🤖 AI Summary
This work addresses the challenge of balancing efficiency and fine-grained semantic representation in open-set robotic tasks. To this end, we propose BiMoSG, a novel bimodal 3D scene graph generation framework that first constructs a coarse-grained scene graph efficiently via a “fast” mode and dynamically switches to a “slow” mode in task-relevant regions to produce open-vocabulary, fine-grained 3D semantic representations. This approach enables runtime, on-demand adjustment of representational granularity, facilitating real-time co-optimization between scene understanding and task execution. Experimental results demonstrate that BiMoSG significantly outperforms current state-of-the-art open-source methods, achieving substantially faster generation speeds while preserving rich semantic detail, thereby enabling practical real-time deployment for open-set robotic applications.
📝 Abstract
Open-set task execution can significantly benefit from seamlessly switching between coarse and fine scene representations depending on the context and the evolving information as the robot explores the environment.
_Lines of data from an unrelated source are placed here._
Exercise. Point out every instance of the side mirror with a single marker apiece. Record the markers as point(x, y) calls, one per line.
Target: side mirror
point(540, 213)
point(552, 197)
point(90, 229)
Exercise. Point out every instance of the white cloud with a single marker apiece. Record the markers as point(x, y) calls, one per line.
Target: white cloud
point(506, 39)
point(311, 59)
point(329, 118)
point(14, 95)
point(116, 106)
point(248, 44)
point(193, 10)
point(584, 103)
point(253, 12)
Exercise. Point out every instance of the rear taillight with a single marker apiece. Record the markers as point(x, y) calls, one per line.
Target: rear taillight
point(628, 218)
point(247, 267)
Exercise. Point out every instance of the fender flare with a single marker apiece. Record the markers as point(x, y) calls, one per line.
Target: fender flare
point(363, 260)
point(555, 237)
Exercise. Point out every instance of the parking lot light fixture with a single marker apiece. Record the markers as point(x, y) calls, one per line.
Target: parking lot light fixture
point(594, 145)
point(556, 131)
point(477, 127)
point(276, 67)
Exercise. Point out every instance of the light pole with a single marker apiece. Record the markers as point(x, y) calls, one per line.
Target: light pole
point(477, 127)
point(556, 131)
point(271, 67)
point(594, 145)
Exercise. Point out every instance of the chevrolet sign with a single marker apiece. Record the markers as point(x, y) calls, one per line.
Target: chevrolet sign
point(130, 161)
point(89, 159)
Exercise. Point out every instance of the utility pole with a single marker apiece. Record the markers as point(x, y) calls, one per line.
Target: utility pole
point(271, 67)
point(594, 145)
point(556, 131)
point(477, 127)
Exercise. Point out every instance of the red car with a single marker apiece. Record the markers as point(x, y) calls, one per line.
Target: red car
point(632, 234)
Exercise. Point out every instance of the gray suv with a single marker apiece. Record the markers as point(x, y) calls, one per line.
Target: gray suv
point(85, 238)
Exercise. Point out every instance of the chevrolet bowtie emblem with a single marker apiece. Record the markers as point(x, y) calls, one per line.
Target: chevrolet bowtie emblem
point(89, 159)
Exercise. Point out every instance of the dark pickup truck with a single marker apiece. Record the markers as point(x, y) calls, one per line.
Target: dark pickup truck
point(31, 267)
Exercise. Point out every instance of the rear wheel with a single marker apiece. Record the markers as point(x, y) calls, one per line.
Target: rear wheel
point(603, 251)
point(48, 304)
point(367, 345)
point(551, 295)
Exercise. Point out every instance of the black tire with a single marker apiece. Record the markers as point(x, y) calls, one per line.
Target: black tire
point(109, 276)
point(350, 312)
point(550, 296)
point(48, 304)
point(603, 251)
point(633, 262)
For example, it is often sufficient to start with a coarse scene representation initially and only employ a finer, more granular scene representation when the robot encounters regions which are likely to contain the task relevant objects. Hence, in this work, we propose BiMoSG, a bimodal 3D scene graph generation approach for open-set tasks. BiMoSG employs a "fast" mode by default to efficiently generate a coarse 3D scene graph and can switch to a "slow" mode for generating a finer open vocabulary 3D scene graph of task relevant objects. We demonstrate that our proposed 3D scene graph generation approach is significantly faster than the open-source state-of-the-art approaches. This allows us to integrate the scene graph generation process with task execution for real-time deployment.